Я заблудился. Вернуться не пора ли
туда, где дни по-детски лепетали?
Под белою березкой ноги разуваю.
Прими же сына блудного, изба родная.

Петух, святая птица, сотворил это чудо!

Глава восьмая

I

Несколько дней назад похоронили свекровь. На место кровати переставили шкаф, скудные пожитки покойницы перебрали; одежду похуже связали в узел — для нищих, которая получше — забросили на чердак, про черный день.

— Грех говорить, ага, но была в тягость и себе и другим, — рассуждал Кяршис, видя, с каким пылом Аквиле хозяйничает в комнате. Сам хватал вещи потяжелей, журил жену, зачем таскает, дескать, Юлите может подсобить, а глаза с радостью и надеждой ласкали пополневший стан жены. Только бы помаленьку, только без спешки, ведь не приведи господи… И, отобрав ведро, своей медвежьей походкой то ковылял к колодцу за водой, то выносил помои, то бросался, сколько позволяло проворство, к плите — снять кипящую кастрюлю. И-эх, на троицу, если бог даст, под балкой подвесим колыбель!

Заботливость мужа радует Аквиле. Когда за него, выходила, бабы в деревне покатывались со смеху («За такого медведя, да еще бедняка…»), а теперь всех завидки берут. Повезло девке, что и говорить. Мало того, что с приплодом взял, — словно куклу на руках носит! А какой хозяин, какой работяга! Кто мог знать, что под этим пнем клад зарыт.

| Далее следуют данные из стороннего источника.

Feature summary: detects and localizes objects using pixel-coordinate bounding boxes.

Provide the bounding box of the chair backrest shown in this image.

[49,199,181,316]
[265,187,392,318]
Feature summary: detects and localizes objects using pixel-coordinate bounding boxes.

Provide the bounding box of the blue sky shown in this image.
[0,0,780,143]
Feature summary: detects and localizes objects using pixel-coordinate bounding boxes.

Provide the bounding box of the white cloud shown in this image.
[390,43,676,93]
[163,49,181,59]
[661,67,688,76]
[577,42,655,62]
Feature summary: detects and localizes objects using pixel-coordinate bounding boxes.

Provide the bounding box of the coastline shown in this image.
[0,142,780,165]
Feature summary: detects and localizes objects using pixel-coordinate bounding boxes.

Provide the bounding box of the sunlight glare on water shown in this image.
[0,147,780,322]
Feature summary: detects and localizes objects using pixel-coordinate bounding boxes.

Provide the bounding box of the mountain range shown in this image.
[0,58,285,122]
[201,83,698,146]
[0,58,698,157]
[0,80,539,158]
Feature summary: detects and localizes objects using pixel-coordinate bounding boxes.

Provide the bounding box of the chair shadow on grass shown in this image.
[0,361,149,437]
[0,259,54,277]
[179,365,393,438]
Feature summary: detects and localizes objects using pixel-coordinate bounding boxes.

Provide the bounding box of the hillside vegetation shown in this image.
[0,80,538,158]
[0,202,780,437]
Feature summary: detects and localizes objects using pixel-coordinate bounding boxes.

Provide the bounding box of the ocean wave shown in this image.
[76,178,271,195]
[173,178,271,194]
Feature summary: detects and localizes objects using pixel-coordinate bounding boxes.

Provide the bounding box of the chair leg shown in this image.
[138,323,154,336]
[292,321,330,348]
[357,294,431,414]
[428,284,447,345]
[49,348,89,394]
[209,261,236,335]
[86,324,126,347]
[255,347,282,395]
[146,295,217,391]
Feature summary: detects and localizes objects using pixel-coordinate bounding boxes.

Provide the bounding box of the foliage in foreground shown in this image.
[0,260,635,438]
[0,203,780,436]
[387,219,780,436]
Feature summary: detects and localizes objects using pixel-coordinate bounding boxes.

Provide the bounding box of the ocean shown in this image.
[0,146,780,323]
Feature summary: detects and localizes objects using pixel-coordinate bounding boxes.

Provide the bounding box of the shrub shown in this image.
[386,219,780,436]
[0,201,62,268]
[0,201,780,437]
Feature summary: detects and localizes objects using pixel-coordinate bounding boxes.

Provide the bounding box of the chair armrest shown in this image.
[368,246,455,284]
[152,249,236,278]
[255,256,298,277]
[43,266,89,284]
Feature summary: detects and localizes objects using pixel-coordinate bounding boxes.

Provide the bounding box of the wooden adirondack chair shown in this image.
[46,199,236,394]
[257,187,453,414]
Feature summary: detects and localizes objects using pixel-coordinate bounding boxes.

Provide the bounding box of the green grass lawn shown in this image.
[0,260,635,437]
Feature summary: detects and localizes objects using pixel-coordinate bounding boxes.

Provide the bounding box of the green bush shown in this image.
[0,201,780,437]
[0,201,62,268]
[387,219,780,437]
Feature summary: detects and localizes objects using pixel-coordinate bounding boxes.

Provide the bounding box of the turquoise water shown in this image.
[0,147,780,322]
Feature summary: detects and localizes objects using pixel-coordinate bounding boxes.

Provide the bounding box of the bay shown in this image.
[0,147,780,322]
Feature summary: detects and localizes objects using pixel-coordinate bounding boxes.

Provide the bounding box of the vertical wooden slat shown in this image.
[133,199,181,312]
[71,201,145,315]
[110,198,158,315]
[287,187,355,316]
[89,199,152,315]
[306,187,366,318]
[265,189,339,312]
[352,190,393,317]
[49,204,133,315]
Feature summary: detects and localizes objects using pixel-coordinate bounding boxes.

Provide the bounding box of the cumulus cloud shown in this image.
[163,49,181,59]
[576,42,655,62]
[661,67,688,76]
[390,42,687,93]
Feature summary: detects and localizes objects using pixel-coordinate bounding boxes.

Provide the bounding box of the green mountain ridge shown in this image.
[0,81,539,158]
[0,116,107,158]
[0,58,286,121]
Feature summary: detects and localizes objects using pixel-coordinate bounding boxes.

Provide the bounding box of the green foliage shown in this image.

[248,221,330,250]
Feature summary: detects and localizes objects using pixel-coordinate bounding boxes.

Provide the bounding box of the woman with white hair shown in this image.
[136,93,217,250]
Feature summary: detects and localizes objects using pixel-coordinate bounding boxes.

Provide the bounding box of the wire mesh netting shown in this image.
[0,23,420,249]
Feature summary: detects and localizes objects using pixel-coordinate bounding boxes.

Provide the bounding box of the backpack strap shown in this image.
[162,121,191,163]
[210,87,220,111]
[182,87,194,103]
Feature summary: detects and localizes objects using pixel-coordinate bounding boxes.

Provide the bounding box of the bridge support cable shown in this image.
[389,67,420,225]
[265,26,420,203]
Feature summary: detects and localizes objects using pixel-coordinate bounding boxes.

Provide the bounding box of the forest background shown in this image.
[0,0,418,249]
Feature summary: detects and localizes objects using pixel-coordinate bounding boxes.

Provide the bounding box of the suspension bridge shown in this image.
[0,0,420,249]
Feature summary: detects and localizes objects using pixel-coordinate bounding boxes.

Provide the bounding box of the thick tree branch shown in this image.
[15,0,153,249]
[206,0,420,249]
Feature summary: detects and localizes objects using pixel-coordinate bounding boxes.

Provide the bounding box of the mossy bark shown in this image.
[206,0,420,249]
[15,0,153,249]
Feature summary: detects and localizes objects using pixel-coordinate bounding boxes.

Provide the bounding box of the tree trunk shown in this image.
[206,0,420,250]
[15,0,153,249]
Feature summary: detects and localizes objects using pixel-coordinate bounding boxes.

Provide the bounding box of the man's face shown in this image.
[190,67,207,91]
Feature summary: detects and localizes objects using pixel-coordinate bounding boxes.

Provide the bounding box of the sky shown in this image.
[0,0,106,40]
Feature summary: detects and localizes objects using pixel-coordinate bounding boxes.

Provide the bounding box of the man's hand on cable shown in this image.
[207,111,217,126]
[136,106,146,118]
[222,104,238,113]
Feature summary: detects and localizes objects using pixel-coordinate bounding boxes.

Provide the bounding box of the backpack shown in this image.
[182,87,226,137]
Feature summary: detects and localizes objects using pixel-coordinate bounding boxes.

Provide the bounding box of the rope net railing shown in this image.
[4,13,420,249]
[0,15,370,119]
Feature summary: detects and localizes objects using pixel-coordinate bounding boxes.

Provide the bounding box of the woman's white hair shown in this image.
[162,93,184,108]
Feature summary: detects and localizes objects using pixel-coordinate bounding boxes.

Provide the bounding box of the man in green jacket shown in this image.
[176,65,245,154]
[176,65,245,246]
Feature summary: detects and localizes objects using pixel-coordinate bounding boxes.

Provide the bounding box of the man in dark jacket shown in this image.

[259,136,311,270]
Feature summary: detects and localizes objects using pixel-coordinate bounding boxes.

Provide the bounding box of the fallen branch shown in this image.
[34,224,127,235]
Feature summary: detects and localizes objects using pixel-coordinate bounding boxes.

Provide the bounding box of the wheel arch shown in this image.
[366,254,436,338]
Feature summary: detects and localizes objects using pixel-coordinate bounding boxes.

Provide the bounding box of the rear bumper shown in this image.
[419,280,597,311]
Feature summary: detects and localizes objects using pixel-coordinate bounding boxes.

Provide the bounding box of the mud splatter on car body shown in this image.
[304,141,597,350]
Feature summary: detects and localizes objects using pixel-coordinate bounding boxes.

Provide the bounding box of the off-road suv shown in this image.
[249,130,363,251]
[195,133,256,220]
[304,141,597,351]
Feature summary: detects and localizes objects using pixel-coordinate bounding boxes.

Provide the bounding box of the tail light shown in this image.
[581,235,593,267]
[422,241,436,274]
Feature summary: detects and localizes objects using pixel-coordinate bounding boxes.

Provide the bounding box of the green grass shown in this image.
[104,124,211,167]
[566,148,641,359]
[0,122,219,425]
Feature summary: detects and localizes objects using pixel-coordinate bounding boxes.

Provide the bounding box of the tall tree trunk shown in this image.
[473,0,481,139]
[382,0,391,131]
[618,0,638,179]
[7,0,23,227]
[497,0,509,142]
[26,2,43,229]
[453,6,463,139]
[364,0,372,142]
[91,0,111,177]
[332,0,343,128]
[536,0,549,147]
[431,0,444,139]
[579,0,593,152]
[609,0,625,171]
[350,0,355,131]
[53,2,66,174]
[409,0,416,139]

Да уж, хотелось бы поглядеть на Катре Курилку — с какой рожей слушает она такие речи. «Не богатеи, но и не хвалясь, есть чем похвастаться, матушка… Загляни как-нибудь, посмотришь, как живут голодранцы Кяршисы». За руку бы взяла — да в избу. Комнаты обшиты шпунтовыми досками, потолок — тоже. Полы крашеные, в горнице изразцовая печь. В кладовке, правда, не густо, но кто сейчас вешает окорока да сало на глазах? В хлеву коровенка с телкой (быка удалось всучить в поставки) и супоросая свинья. Зато на гумне, за соломенными стенами, чуть ли не вдвое против этого скотины укрыл. Не один Пеле такой плут, вся деревня надувает власти, как может: запишут одну голову скота, а держат две, но не у каждого все так шито-крыто.

— Обманываешь самоуправление, Кяршис, — подозрительно моргает староста Пятрас Кучкайлис, листая за столом свои списки. — Неужто у тебя всего и добра, что на бумажке?

— А откуда я больше возьму, господин староста? Сам ведь ты в хлев ходил, и в амбар, и на чердак лазил. Все мое хозяйство перед тобой на ладони, как перед самим господом богом, ага. Всяк может плутовать, только не Кяршис. И-эх, поймаешь меня, без соли слопаешь.

— Вот это ты в точку. Все, кто обманывает власть, помогают, видишь — нет, большевикам. Такого мы айн момент — и капут!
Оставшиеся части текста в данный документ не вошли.